A more shadowy side of The Magician is to create illusion by using lots of smoke and mirrors. In today’s world that could be translated to being caught under the “illusionists spell” of social media and its ability to alter the way we look physically and to create a seemingly amazing life. All it takes is the swipe of screen, just like the wave of the magician’s wand. The impact often leaving some people feeling lacking, empty and constantly searching, one step further away from that special unique light within.
I sometimes refer to The Magician as The Transformer, the agent of change. Think of it like this, when you cook a meal, you bring together all the ingredients and then through the process of cooking you transform them into the dish you intended to create. This magical transformation applies to anything in which you bring different things together, in order to create something new, be they ideas, food ingredients or projects. Indigo is the melting pot and crucible for alchemical change.
Indigo, I must admit is one of my favourite colours, whilst initially being my most challenging colour relationship, it is has proved to be one of my best teachers. One of the things I love about the colour is its ability to help us see things from a bigger perspective, it leads us on the path to metaphors and myths.
For example, what if for a moment we viewed mask wearing from this symbolic indigo viewpoint, might we wonder whether the metaphor was about learning to listen instead of always being ready with an answer. Might it be that in the space between listening and answering we respond from a deeper place of being? With our mouths covered and our ears open might we also be being invited to connect with someone, as Shakespeare so eloquently described them, through the “windows of the Soul”?
Isn’t that more or less where the sixth chakra is located? Isn’t that connected to indigo?
In the poem “The Invitation” by Oriah Mountain Dreamer, there is a line which I believe perfectly sums up indigo’s current invitation to each of us at this moment in time.
“I want to know if you will stand in the centre of the fire with me and not shrink back”
Indigo, on a collective and personal level, as I have already mentioned, can break us down, it brings disorder and chaos, we may feel as though we are indeed at the centre of a raging fire. However, even in these seemingly chaotic realms there is an order, a bigger picture, waiting to be created.

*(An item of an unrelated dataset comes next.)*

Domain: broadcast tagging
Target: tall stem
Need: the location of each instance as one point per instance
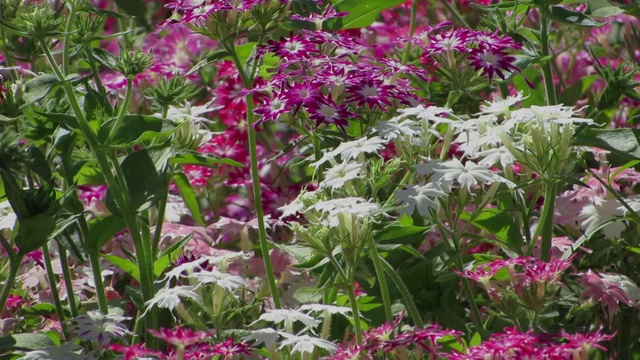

Indigo as an elixir invites us to examine the invisible patterns and threads that have either been woven for us, or the patterns we have created during our lives so far.
Some patterns enhance our natural way of being and others trap us in debilitating entanglements. Think of expectations for example, be they from family, peer pressure or society, all have the potential to tie us in knots. All the time we are constantly “trying to be” we lose the opportunity of becoming who we were born to be.
The colour, even though seemingly dark, in fact brings light to these hidden threads, and as we disentangle so our lives as we know them, begin to feel on shaky ground. What was once familiar now feels unsecure, what once worked no longer has a place for us. What is controlled and disordered is broken down to align with a natural order.
From a metaphorical and symbolic perspective, could this be why, when asked what is the colour of the pandemic, all those people from different parts of the world, replied with the same colour. Indigo, the colour of a pandemic, indigo the colour of a collective transformation.